Although there was some confusion as to how the buy-one-get-one-free deal would work with an order of a thousand planters, Bon Appétit said that after negotiating successfully with customer service representatives for Topsy Turvy, Bon Appétit was not only able to get two thousand Topsy Turvy planters, but was also able to get one thousand Handy Kitchen Slicers. The surplus of Handy Kitchen Slicers included free with the order of the Topsy Turvy planters will no doubt make serving caprese sandwiches a breeze. Carol Lee Smith, a chef at Dining Services, said she was excited to use the Handy Kitchen Slicer for the new tomatoes and is thinking of ways she can implement the newly accessible ingredient into new dishes such as the soon-to-be tomato yogurt parfait with crouton topping. Other tomato themed dishes planned include tomato bagels, tomato cupcakes and Bruchetta served on sundried tomato bread with a side of tomato-basil soup.

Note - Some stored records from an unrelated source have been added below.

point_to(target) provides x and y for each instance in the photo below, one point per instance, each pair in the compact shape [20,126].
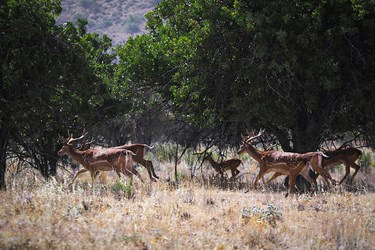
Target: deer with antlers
[221,167]
[95,160]
[346,156]
[291,164]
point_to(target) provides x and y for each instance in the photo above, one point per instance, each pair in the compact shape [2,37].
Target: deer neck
[212,162]
[254,152]
[76,155]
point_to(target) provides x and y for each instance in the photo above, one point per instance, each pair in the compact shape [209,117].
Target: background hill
[118,19]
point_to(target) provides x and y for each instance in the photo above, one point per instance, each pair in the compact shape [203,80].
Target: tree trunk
[4,139]
[305,138]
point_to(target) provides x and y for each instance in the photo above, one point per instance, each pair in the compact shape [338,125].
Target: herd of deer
[121,159]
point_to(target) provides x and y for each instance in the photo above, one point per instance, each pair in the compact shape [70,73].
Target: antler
[261,132]
[71,139]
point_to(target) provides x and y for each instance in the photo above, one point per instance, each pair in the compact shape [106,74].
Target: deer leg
[356,167]
[292,182]
[151,166]
[148,166]
[262,171]
[138,175]
[78,173]
[274,176]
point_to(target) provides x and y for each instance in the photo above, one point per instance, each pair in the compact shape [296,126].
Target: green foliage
[302,72]
[88,4]
[52,78]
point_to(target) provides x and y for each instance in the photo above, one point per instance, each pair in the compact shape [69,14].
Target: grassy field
[194,215]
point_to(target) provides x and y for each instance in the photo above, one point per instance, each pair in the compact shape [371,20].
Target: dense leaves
[300,69]
[52,78]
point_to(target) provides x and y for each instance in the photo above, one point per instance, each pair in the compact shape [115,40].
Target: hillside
[118,19]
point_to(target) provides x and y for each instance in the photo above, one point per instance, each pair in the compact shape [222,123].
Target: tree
[52,78]
[303,72]
[300,69]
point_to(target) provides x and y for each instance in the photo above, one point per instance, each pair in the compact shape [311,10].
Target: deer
[291,164]
[96,160]
[221,167]
[139,152]
[346,156]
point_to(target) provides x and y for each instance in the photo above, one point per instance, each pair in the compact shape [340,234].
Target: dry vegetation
[196,215]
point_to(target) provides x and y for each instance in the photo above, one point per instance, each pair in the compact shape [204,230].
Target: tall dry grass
[193,215]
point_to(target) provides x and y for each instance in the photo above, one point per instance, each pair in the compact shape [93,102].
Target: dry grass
[37,215]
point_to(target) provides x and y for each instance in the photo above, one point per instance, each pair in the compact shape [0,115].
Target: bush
[87,4]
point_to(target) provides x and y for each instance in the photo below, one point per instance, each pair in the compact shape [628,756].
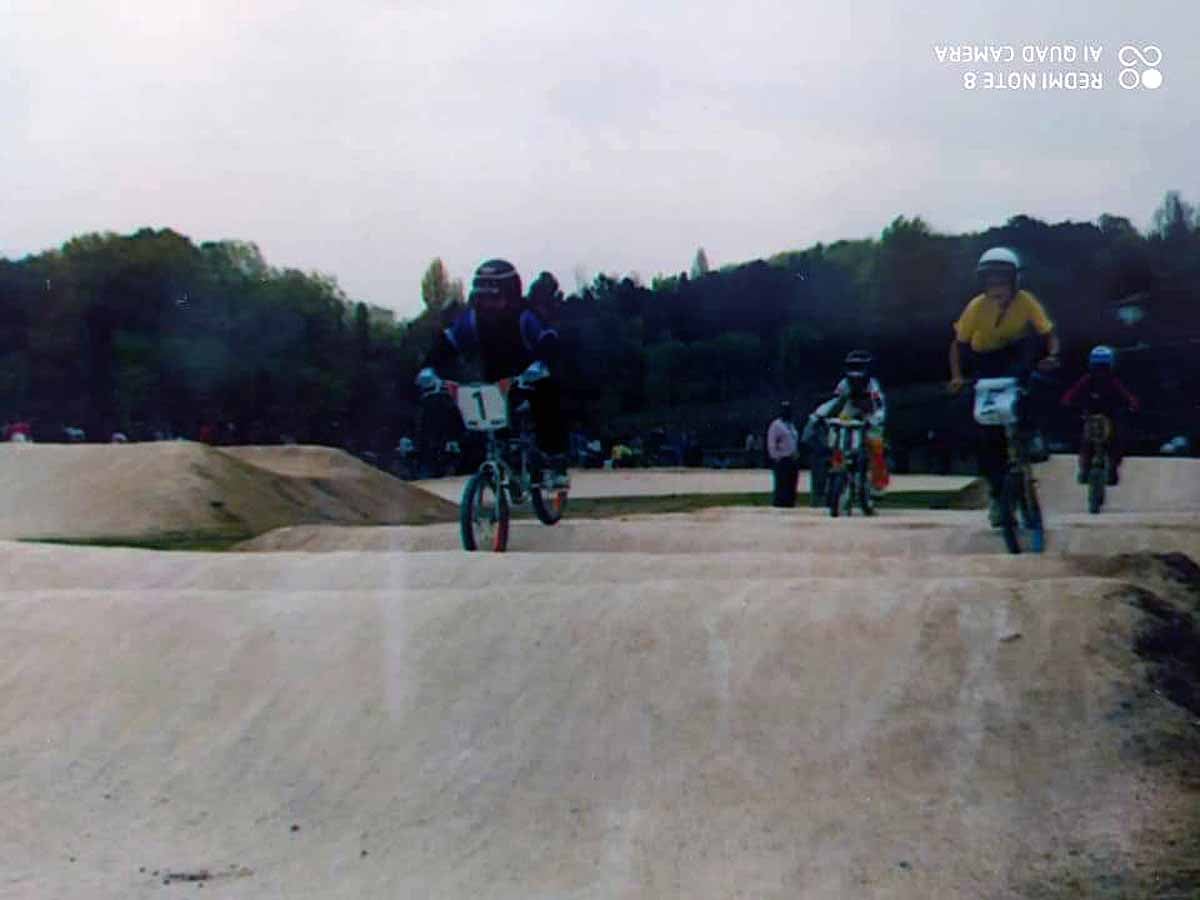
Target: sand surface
[757,702]
[144,490]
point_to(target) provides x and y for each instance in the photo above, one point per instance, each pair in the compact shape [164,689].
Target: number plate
[483,407]
[996,401]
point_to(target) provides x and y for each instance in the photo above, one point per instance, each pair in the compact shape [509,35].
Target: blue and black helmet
[496,277]
[1102,358]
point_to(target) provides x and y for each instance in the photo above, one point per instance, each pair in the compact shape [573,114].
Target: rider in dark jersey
[509,339]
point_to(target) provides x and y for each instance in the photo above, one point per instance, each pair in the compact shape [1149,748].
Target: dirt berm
[97,491]
[597,725]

Even though students are singing the praises of Bon Appetit’s creative way to bring back tomatoes, some student groups have raised issue over the fact that tomato harvesters on West Campus were not being paid fair wages. Siddiqui responded, “Of course Bon Appétit is paying its workers fair wages. Unfair wages are the whole reason we got rid of tomatoes in the first place.” However, Siddiqui did admit that for some reason most of the harvesters of the tomatoes so far have been elderly men and women who volunteer their time because they simply “enjoy gardening.” As tomatoes return to campus, be sure to fill up right away; supplies are limited.